Hochwasser an der Weser – ein weiteres Beispiel für politische Tatenlosigkeit

09. Januar 2024 | BUND, Flüsse & Gewässer, Klimawandel, Naturschutz

Die Pegel im Wesereinzugsgebiet sinken. In den nächsten Tagen und Wochen wird sich zeigen, wie groß die Schäden sind und wie knapp man einer größeren Katastrophe entgangen ist. Eins steht fest: Der bemerkenswerte Kraftakt aller Beteiligten war auch ein Kampf aufgrund der politischen Versäumnisse der letzten Jahrzehnte.

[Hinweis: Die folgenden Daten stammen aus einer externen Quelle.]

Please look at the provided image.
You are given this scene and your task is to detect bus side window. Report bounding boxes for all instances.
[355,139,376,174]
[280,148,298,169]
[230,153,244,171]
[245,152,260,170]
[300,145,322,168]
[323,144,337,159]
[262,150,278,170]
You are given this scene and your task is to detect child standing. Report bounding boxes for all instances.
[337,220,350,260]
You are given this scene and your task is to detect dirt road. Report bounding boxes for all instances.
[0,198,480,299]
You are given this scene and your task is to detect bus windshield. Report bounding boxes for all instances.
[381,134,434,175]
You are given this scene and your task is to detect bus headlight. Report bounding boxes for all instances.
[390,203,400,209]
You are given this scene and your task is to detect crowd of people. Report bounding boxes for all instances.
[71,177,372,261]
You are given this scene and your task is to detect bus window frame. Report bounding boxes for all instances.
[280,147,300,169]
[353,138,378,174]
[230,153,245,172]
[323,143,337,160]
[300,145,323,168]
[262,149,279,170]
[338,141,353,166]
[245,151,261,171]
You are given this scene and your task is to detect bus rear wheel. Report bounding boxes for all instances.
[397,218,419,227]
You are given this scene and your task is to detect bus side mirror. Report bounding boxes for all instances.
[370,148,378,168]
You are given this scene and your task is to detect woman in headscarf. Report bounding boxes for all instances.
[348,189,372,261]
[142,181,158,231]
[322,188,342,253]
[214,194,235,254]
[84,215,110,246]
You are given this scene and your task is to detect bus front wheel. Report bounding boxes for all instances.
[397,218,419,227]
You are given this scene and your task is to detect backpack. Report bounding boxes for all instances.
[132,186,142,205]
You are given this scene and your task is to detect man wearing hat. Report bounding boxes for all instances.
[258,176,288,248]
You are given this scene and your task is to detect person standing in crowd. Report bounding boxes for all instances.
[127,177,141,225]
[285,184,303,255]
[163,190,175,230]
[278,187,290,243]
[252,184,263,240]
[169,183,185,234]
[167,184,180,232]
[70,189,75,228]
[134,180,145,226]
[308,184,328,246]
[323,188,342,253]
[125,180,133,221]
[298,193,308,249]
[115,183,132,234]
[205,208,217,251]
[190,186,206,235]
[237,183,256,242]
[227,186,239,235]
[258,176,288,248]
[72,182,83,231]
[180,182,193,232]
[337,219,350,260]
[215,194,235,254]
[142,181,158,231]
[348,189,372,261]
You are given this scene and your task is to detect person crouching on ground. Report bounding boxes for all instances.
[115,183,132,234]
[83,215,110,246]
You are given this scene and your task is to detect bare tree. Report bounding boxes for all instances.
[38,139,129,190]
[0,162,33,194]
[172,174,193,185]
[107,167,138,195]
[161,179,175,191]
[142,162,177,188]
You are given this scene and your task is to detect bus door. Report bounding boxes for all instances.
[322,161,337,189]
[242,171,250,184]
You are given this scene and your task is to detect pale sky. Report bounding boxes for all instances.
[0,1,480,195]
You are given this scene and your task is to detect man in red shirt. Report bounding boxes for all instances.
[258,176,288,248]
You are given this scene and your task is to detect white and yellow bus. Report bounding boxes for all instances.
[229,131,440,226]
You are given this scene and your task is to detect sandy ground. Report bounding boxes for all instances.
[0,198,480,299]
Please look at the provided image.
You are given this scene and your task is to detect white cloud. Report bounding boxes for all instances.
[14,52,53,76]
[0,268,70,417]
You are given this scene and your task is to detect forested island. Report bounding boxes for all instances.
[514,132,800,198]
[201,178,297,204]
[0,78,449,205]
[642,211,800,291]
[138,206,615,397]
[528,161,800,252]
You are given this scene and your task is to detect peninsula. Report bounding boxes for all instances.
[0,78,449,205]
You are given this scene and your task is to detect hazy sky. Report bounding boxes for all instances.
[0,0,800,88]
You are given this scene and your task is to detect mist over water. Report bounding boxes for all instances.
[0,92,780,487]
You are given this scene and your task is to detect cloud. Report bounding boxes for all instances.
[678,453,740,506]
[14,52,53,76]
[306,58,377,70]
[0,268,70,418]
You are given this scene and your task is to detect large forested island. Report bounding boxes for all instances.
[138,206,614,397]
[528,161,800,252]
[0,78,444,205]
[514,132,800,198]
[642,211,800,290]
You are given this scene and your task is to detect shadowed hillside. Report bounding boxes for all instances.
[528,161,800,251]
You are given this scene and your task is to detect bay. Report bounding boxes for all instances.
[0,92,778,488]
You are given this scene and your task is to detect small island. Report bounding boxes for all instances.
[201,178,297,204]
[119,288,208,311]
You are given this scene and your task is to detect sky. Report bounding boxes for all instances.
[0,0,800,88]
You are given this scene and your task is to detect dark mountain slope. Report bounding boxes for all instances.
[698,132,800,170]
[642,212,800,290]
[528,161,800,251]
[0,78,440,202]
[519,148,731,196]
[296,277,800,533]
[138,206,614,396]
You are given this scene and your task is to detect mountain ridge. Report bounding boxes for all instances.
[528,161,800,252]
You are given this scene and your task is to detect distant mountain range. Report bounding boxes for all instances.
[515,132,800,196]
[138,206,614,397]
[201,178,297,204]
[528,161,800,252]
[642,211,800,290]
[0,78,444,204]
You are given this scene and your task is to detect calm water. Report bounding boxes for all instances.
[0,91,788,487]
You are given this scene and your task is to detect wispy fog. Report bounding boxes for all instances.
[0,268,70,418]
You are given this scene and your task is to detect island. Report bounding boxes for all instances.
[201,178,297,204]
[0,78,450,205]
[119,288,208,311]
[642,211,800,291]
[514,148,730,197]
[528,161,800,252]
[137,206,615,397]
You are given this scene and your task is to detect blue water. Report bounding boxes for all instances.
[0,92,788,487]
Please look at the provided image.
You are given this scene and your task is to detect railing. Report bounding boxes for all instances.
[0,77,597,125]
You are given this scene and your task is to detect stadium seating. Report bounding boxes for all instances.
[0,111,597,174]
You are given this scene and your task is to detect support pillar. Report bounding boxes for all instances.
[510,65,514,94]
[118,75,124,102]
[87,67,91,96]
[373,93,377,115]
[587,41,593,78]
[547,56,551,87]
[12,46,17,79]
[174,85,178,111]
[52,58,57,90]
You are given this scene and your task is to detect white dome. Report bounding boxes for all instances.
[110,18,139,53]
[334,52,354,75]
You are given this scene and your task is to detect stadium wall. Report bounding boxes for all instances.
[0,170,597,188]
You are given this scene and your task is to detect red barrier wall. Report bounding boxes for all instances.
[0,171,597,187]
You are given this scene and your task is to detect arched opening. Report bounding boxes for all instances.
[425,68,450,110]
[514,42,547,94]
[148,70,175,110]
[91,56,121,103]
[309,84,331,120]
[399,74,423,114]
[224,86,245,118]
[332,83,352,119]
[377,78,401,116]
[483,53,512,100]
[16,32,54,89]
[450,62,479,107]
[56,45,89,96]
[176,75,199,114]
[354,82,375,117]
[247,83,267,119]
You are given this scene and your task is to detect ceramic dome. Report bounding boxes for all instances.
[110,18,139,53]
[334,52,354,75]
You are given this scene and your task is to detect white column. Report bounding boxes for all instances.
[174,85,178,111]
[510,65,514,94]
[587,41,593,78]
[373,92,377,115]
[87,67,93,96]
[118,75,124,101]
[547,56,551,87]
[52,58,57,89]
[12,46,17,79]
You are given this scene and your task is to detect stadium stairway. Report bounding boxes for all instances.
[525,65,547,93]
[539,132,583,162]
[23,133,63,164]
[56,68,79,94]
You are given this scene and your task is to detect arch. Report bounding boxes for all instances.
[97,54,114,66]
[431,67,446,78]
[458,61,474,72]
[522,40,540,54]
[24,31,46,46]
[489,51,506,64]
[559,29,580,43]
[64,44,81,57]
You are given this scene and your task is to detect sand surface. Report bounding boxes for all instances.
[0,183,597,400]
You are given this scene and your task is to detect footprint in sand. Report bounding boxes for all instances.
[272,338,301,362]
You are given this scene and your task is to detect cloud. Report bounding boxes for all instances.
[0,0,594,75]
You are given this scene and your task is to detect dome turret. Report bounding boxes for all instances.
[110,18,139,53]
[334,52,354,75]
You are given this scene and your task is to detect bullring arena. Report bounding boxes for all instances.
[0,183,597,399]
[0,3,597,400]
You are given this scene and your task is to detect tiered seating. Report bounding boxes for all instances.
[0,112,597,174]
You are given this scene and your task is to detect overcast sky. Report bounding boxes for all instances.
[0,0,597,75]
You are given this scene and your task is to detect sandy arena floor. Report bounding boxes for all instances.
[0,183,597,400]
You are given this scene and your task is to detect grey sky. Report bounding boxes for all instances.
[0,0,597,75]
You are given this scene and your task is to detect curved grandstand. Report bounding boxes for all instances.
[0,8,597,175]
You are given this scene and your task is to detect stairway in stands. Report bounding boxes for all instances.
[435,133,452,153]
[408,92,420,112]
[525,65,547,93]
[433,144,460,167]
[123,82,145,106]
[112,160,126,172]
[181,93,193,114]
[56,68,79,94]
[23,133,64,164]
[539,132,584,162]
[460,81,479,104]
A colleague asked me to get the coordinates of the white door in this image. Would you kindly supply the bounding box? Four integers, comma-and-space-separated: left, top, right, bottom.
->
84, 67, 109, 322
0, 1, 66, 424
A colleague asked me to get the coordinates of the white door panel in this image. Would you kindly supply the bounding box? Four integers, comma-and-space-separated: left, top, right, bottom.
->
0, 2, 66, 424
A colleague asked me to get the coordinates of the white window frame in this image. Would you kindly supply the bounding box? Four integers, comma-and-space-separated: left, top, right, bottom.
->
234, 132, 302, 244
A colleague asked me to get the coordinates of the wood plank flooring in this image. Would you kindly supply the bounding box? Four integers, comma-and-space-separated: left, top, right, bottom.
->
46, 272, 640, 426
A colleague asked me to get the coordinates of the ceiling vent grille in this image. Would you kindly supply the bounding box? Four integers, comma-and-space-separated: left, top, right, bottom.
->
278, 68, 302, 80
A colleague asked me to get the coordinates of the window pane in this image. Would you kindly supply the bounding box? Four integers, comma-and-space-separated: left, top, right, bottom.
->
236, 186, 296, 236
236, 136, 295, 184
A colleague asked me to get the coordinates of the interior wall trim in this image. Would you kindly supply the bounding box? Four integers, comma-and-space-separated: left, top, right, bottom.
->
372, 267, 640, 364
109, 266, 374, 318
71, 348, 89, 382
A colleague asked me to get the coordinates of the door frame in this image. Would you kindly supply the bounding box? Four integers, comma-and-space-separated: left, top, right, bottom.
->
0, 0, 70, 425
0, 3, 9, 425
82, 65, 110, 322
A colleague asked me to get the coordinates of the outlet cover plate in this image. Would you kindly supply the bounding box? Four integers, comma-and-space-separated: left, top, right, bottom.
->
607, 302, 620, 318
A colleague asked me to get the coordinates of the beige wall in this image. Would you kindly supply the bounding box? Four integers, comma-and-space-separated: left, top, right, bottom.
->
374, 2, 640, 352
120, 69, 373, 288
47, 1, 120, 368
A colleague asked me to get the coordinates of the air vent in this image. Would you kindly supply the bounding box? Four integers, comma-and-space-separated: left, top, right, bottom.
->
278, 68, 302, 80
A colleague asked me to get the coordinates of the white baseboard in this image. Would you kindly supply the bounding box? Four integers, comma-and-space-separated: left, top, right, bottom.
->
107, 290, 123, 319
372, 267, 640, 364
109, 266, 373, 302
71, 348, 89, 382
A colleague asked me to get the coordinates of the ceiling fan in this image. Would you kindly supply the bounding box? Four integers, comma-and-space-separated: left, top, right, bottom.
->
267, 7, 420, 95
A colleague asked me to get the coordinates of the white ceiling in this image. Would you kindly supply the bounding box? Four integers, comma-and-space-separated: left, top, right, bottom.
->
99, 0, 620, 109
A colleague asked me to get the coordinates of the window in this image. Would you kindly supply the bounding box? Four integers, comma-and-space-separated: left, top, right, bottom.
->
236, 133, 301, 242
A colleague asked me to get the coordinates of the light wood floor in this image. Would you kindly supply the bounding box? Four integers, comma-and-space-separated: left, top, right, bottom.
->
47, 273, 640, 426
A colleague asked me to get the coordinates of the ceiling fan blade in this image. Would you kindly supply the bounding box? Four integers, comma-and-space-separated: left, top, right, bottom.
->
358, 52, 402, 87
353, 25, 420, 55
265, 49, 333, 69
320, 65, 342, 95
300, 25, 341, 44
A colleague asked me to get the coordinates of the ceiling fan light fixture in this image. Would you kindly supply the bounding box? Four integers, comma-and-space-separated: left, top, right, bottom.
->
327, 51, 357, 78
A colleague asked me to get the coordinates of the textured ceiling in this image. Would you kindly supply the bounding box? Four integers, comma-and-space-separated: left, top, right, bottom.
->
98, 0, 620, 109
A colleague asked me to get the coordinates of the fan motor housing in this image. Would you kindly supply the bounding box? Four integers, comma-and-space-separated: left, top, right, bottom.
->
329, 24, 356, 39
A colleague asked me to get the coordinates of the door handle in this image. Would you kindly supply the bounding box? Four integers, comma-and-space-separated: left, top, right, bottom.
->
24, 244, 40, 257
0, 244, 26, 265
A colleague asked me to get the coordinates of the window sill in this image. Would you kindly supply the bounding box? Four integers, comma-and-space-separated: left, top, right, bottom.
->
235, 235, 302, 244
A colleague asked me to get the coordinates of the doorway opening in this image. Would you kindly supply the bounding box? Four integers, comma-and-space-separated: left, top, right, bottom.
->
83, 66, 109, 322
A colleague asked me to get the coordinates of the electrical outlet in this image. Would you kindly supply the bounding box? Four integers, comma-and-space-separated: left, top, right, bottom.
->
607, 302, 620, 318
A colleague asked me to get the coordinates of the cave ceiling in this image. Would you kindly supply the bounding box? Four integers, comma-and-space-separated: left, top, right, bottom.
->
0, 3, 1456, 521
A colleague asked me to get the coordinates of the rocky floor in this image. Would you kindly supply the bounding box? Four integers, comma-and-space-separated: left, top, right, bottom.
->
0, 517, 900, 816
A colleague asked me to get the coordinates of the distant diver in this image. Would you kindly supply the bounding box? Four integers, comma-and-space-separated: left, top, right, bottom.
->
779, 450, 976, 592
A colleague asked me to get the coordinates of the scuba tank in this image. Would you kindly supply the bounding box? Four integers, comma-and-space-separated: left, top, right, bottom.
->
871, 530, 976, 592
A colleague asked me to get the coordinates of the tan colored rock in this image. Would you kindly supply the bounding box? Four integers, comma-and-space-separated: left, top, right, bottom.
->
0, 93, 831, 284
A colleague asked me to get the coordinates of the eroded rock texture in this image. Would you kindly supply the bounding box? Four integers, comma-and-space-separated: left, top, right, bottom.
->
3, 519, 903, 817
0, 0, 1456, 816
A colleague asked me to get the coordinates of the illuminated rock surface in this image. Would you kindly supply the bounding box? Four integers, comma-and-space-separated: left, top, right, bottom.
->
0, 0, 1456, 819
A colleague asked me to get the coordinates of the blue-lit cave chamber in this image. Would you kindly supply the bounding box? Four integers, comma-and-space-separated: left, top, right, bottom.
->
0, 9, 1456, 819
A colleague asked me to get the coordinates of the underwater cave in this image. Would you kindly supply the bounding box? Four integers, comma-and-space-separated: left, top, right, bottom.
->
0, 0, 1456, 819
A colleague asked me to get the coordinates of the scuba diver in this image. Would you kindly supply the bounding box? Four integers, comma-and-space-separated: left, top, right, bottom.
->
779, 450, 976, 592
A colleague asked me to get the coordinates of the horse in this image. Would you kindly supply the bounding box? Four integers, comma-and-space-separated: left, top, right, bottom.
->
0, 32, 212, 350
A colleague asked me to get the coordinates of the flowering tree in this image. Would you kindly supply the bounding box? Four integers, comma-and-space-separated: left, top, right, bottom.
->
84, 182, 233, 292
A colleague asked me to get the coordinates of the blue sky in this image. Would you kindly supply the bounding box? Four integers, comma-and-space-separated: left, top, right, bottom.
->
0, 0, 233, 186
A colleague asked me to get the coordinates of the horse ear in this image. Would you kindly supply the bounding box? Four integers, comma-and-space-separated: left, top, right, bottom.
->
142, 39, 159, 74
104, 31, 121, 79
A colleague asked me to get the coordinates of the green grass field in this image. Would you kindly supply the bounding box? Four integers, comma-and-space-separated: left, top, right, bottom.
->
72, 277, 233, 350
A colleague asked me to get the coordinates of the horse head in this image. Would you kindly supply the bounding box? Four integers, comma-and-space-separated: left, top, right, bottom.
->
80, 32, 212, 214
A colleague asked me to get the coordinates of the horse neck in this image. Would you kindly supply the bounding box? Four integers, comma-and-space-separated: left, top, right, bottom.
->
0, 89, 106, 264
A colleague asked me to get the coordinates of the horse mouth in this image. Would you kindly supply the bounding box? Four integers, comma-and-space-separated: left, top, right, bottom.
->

Hochwasser in Preußisch Oldendorf am Mittellandkanal zum Jahreswechsel 2023/2024  (mb-fotos / via canva.com)

Bereits nach dem katastrophalen Oderhochwasser 1997 forderte der damalige Bundeskanzler Helmut Kohl in seiner Regierungserklärung: „In allen Anrainerstaaten müssen wir dabei die Lehre beherzigen, die sich mit der Hochwasserkatastrophe verbindet: Wir müssen den Flüssen ihren Raum lassen. Sie holen ihn sich sonst – mit schlimmen Folgen für die betroffenen Menschen – zurück.“ Was hat sich danach geändert?

Hochwasser und Wassermangel – zwei Gesichter der Klimakrise

Seitdem fanden in Deutschland aber nur wenige Deichrückverlegungen und andere hochwasserwirksame Maßnahmen statt. Den Flüssen steht nur noch rund ein Drittel ihrer ehemaligen Überflutungsflächen zur Verfügung. Nur noch etwa neun Prozent der überflutbaren Auen gelten als weitgehend ökologisch intakt. Und von dem einst prägenden Auwald ist nur noch rund ein Prozent übriggeblieben. 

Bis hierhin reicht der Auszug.